The two-year-old is “strong-willed”, Jess tells me. “Independent, sassy, and boisterous” – the kind of energetic toddler who will tell you exactly what she thinks, at any given time.
A little girl who’d rather be mucking around outside near the horses and her dad’s motorbikes than cooped up in front of a television screen.
And that love of the outdoors is partly what has made the last few weeks so excruciating for Paige’s family – in particular her doting parents, aunties, and grandmother – who are now watching the toddler embark on the fight of her life in Randwick Children’s Hospital in Sydney.
It was August 7 when their worlds were detonated, with a runny nose the only red flag that something could be awry.
“It’s a horrible thing to think that you can have a perfectly normal life three weeks ago, just with a kid with a bit of a runny nose and that was it,” dad Adam explains.
“It’s been really hard to fathom what’s happened. When you go to a hospital and they tell you there’s nothing they can do, that’s really tough. There’s nothing you can do for an ANE patient, you can’t operate on them, you can’t do anything really.”
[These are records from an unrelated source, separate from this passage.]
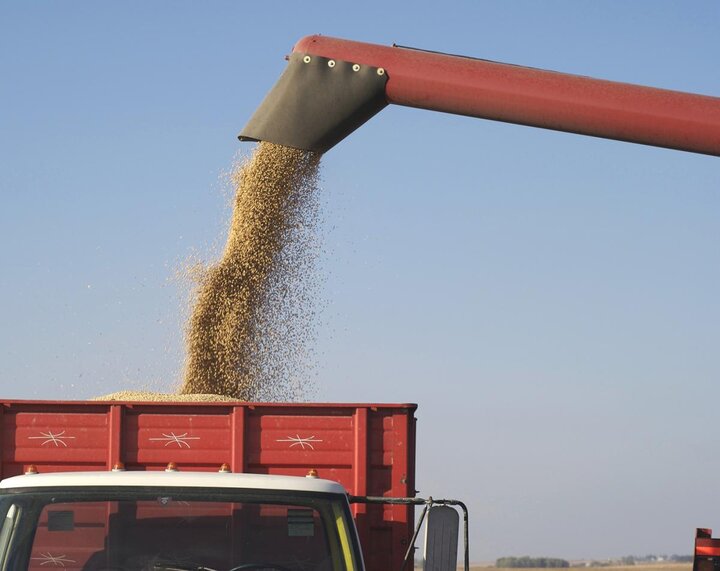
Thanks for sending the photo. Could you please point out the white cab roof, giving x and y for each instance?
(179, 479)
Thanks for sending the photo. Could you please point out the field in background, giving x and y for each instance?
(636, 567)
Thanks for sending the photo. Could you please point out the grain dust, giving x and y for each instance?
(250, 330)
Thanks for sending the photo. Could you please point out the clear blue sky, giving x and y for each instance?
(550, 301)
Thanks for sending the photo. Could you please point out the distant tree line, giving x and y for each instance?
(531, 562)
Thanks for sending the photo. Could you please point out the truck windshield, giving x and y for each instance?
(176, 529)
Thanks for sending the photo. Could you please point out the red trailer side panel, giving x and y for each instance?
(368, 448)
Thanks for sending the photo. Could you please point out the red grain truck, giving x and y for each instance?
(212, 486)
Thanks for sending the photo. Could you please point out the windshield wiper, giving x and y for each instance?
(177, 566)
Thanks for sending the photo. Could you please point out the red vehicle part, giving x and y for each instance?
(501, 92)
(368, 448)
(706, 556)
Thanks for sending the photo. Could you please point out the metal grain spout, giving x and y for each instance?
(332, 86)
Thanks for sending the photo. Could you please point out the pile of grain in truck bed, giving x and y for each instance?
(162, 397)
(252, 323)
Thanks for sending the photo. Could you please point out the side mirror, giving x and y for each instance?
(441, 539)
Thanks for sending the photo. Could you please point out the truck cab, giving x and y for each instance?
(153, 520)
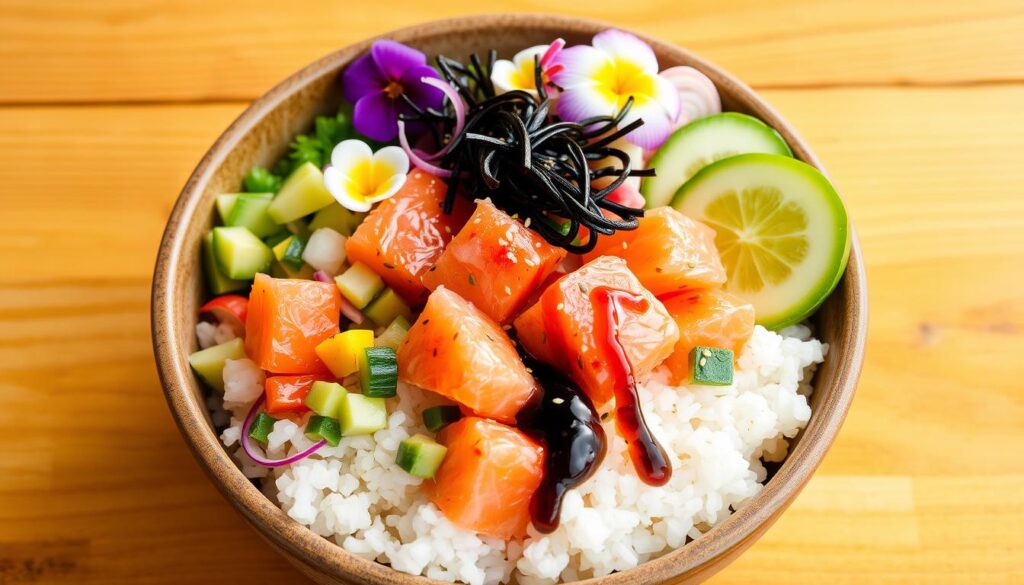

ANE refers to Acute Necrotising Encephalopathy, a rare disease characterised by brain damage, typically caused by a viral infection. It’s a disease that has seen Paige’s doctors and professional team cry tears of frustration; they know what the problem is, but are rendered powerless to treat it.
While corticosteroids can be used to quell the brain swelling associated with ANE, there isn’t enough knowledge on how to treat the condition. Those who fall ill with it can’t be given many answers, simply because there aren’t any.
Given how quickly Paige fell sick, her parents did absolutely everything they could.